I’m not saying numbers can’t be infinite I’m saying that infinite can’t be proved, and in relation to the “big” number infinty can not yet disprove there is an end number. No matter how big that number might be. Which is what this topic is about, to believe in infinity you would also have to accept that their may be an infinite universe and if we had an infinite universe, well shizzle gets messy

I’ve just wasted an hour in my life to watch this stupid documentary and, what a surprise, it didn’t change my perception of reality. There was actually just one heretic (Doron Zeilberger) who claimed that there is The Biggest Number and when you add one to it you get zero. As it turns out he is a “worshiper” of something called Ultrafinitism - it has no logical nor mathematical basis whatsoever.

Oh, and one more thing - Codgin, no offense, but I think that you didn’t really understand all what they was talking about in this documentary. They didn’t say anything that infinity can exist in mathematics only if the Universe is infinite.

EDIT2: In this documentary they were saying something about comparing infinities - I’m not a mathematician, but for me doing such thing has as much sense as dividing by 0. There is no bigger or less infinities.

Damn it man you ninjad me :smiley:

this thread could be interesting, it’s too bad you’re all talking about math

Well, what you said makes sense if you think about numbers. There is, however, the problem with set cardinalities.
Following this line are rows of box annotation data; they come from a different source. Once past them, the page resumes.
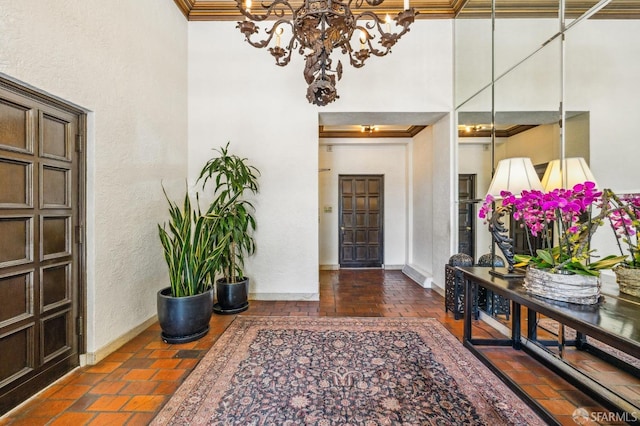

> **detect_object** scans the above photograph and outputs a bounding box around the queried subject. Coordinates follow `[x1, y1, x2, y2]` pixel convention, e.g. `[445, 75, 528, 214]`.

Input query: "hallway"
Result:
[0, 270, 616, 426]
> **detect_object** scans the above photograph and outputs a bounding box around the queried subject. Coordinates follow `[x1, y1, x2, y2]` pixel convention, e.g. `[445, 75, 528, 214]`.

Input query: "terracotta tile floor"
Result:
[0, 270, 632, 426]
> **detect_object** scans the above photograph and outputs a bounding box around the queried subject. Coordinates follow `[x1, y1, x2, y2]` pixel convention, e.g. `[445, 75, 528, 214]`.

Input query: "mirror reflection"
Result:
[455, 0, 640, 416]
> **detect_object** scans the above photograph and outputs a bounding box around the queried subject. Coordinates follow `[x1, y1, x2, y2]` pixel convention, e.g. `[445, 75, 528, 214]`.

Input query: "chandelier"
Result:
[236, 0, 418, 106]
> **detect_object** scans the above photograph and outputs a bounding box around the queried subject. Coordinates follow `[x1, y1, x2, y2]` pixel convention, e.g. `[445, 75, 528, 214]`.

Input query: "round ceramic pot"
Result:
[157, 287, 213, 343]
[613, 265, 640, 297]
[524, 267, 601, 305]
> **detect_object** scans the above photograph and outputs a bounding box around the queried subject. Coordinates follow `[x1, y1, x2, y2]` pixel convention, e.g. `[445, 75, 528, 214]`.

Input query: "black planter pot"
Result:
[213, 277, 249, 315]
[157, 287, 213, 344]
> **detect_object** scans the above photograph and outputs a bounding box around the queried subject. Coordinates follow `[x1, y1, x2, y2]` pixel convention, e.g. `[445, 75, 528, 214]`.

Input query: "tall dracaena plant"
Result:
[198, 143, 260, 283]
[158, 187, 228, 297]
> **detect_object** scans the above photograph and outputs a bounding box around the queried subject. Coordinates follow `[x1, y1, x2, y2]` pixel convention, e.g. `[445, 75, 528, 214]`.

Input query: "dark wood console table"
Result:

In mathematics, there is a standard and consistent way to compare two sets to see if one has more elements than another one. We can therefore associate the sets with objects which are called cardinalities.

But:

@Codgin: apparently you are getting the wrong idea here. You seem to be arguing that infinity can’t be considered as a number, which no one seems to be doubting here. The other issue, which others here are attacking, is whether there are only a finite amount of numbers. The two things are completely apart.
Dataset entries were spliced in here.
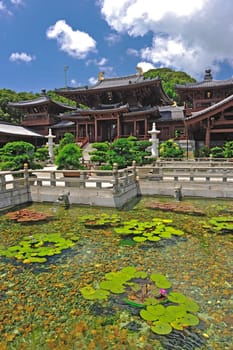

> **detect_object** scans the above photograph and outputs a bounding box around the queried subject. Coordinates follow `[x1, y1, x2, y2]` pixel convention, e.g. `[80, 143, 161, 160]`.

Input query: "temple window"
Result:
[205, 91, 213, 98]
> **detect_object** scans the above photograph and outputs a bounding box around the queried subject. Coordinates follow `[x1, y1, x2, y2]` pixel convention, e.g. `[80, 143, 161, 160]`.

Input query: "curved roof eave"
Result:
[186, 95, 233, 120]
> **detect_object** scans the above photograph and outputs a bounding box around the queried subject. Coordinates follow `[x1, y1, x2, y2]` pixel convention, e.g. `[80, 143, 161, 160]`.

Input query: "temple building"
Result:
[8, 90, 76, 136]
[9, 69, 233, 150]
[176, 69, 233, 148]
[53, 69, 184, 142]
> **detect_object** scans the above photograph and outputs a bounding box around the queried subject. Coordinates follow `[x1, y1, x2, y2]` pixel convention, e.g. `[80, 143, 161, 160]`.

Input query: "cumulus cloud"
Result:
[99, 0, 233, 76]
[9, 52, 35, 63]
[88, 77, 98, 85]
[104, 33, 121, 46]
[46, 20, 96, 59]
[137, 62, 155, 73]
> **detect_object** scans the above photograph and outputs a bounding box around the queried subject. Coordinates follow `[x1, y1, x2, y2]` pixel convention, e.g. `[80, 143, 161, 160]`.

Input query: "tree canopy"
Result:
[143, 68, 196, 103]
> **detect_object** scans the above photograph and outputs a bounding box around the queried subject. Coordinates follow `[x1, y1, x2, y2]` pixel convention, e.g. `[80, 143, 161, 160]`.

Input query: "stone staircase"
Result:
[83, 142, 93, 162]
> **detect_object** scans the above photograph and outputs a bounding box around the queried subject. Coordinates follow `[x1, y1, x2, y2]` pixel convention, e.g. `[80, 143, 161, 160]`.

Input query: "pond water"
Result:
[0, 197, 233, 350]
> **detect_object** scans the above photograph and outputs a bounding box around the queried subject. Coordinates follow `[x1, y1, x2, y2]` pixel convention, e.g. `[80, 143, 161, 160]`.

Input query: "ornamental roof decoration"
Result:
[55, 69, 173, 108]
[186, 95, 233, 120]
[8, 90, 76, 111]
[0, 121, 45, 138]
[175, 69, 233, 90]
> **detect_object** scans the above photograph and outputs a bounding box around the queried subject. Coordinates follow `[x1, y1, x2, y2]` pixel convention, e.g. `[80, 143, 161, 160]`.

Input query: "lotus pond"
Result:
[0, 197, 233, 350]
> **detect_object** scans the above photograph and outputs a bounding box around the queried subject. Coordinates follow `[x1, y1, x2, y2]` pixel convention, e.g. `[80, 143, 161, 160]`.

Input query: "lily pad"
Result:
[151, 321, 172, 335]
The former is just the definition of number, which is irrelevant, it is just the name you choose for your dog.

The latter comes to what you consider to exist. With ultra radicalism, you would say that a number can only exist if it can be physically represented with the limiter resources of our universe, that is called Ultrafinitism, a theory that fails when it comes to credibility, including to me.

The most accepted and coherent idea in mathematics is that infinite sets exist, and cardinalities is just the name you give to some particularly constructed sets that you choose to represent the amount of elements in a set, including finite sets. Sets of what, you ask? They are sets of… sets! These are also sets of sets. Just plain beauty! :wink:

Even numbers (with their standard operations) can be constructed from sets! We see no problem with that because the actual nature of numbers is mathematically irrelevant, what is important is the relations they have to each other. Set theory plays a beautiful role in this subject. We leave that other useless and objective-less discussion to philosophists :wink:

Hmmm, so my intuition says that even if the cardinalities of two infinite sets are equal, it doesn’t mean that they have the same number of elements, because you cannot compare infinities. This may sound like rubbish, because the set cardinality is the number of elements of the set, but the problem is that the operators {=,<,>} are defined in a different way for cardinalities and for numbers. Does this make any sense?

It does make sense, at least I could understand your point. Nevertheless, set cardinalities is consistent and well-accepted, it is just anti-intuitive, like zillions of things in math. For instance: the set of natural numbers have the same cardinality then the set of rational numbers, which means, in essence, that you can put all rationals in a line to get ice cream and count them all (this is how you do it). But the natural numbers are all rationals, and there are infinitely many more of these than just those! It goes against our reasoning, but it is consistent, that is what matters.